Inflammation of the umbilical cord in cases of foetal asphyxia of unknown clinical etiology
Widholm, O.; Meyer, B.; Numers, C.
Gynaecologia 15(5): 386-399
Umbilical cord biopsies were examined from 35 patients with fetal asphyxia of clinically undetectable etiology, and from 24 control cases. The histological examination was particularly concerned with inflammatory changes in the umbilical cord. The control series comprised 9 cases of complicated pregnancy and 15 normal pregnancies without signs of asphyxia. Inflammatory changes occurred in 14 of the 35 cases of the asphyxia material (40%). Only 1 patient of the control series showed cord changes; the same patient also had toxemia.
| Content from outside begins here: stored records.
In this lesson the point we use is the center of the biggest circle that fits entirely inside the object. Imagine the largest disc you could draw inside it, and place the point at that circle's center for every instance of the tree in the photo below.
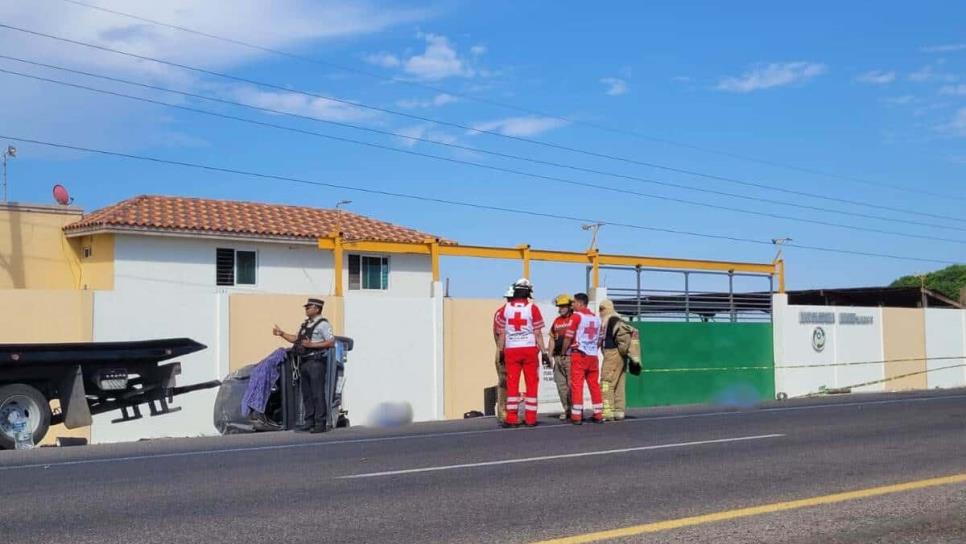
(947, 281)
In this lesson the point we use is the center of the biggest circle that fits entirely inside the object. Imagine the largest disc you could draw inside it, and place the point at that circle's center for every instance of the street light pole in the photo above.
(11, 151)
(338, 209)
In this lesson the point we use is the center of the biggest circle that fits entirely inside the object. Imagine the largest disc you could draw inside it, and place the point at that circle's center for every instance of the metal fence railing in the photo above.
(669, 302)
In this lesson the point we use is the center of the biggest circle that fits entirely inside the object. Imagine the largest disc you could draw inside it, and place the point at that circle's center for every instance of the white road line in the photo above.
(561, 456)
(444, 434)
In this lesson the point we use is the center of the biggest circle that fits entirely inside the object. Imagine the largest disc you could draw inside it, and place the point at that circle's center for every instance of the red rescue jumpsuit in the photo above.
(518, 320)
(585, 333)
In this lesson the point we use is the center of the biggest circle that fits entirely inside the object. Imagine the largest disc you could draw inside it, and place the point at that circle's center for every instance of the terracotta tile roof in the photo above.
(226, 217)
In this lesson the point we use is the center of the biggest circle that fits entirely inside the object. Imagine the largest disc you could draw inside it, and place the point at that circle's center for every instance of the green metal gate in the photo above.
(679, 346)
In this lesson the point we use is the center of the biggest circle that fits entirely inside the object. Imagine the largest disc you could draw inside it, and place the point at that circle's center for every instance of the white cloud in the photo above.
(72, 115)
(955, 90)
(434, 102)
(521, 126)
(439, 61)
(386, 60)
(615, 86)
(299, 104)
(928, 73)
(876, 77)
(767, 76)
(424, 131)
(947, 48)
(903, 100)
(957, 126)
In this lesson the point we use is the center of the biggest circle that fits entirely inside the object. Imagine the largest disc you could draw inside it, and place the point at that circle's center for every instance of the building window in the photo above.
(235, 267)
(368, 273)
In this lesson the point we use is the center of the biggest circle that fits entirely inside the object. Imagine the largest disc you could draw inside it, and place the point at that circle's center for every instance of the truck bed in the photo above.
(142, 351)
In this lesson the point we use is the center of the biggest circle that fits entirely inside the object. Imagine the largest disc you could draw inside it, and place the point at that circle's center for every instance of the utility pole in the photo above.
(595, 228)
(10, 152)
(338, 209)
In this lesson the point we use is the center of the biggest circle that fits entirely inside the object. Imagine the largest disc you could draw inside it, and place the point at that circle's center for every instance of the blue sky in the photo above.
(874, 93)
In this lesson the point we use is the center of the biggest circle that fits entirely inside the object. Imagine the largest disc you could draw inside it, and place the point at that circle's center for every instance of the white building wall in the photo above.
(163, 313)
(945, 337)
(394, 358)
(799, 366)
(188, 264)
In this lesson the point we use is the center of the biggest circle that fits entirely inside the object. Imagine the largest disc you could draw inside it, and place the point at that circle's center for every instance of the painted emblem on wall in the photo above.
(818, 339)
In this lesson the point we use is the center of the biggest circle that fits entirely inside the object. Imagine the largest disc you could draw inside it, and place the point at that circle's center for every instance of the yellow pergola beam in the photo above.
(525, 253)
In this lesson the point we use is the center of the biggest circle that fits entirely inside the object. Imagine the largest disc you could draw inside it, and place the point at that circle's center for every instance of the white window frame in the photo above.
(235, 284)
(361, 256)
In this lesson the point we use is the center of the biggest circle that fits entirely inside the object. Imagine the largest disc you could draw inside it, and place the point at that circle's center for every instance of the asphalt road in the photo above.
(470, 482)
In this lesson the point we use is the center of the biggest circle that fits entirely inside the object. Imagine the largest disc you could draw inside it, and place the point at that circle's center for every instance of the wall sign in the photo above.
(816, 318)
(854, 319)
(819, 339)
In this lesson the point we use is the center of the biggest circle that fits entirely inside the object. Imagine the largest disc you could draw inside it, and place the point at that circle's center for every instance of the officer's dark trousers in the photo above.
(312, 375)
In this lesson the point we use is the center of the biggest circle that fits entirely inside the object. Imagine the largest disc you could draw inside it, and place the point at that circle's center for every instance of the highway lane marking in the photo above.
(552, 457)
(821, 500)
(274, 447)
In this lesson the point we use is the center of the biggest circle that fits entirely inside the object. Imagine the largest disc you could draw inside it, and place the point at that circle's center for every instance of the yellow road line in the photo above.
(756, 510)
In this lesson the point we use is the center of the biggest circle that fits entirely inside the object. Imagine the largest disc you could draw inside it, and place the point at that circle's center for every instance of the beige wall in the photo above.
(33, 251)
(904, 337)
(251, 317)
(47, 316)
(468, 353)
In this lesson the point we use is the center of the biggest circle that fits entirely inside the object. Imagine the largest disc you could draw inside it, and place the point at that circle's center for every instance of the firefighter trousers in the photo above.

Attempts to explain the high incidence of inflammatory cord changes in the asphyxia series have taken into account the patients' age, parity, pregnancy complications, possible post-maturity, duration of delivery, the lapse of time from the discharge of amniotic fluid, fetal weight, umbilical cord length, and placental weight. No direct correlation could be found with any of these factors, except that most of the asphyxia patients with umbilical cord changes were delivered after calculated term. The explanation of the umbilical cord changes in the material examined is obviously to be sought in the plentiful admixture of meconium to the amniotic fluid, despite the fact that appreciable meconium resorption in the umbilical cord could only be demonstrated in 1 case.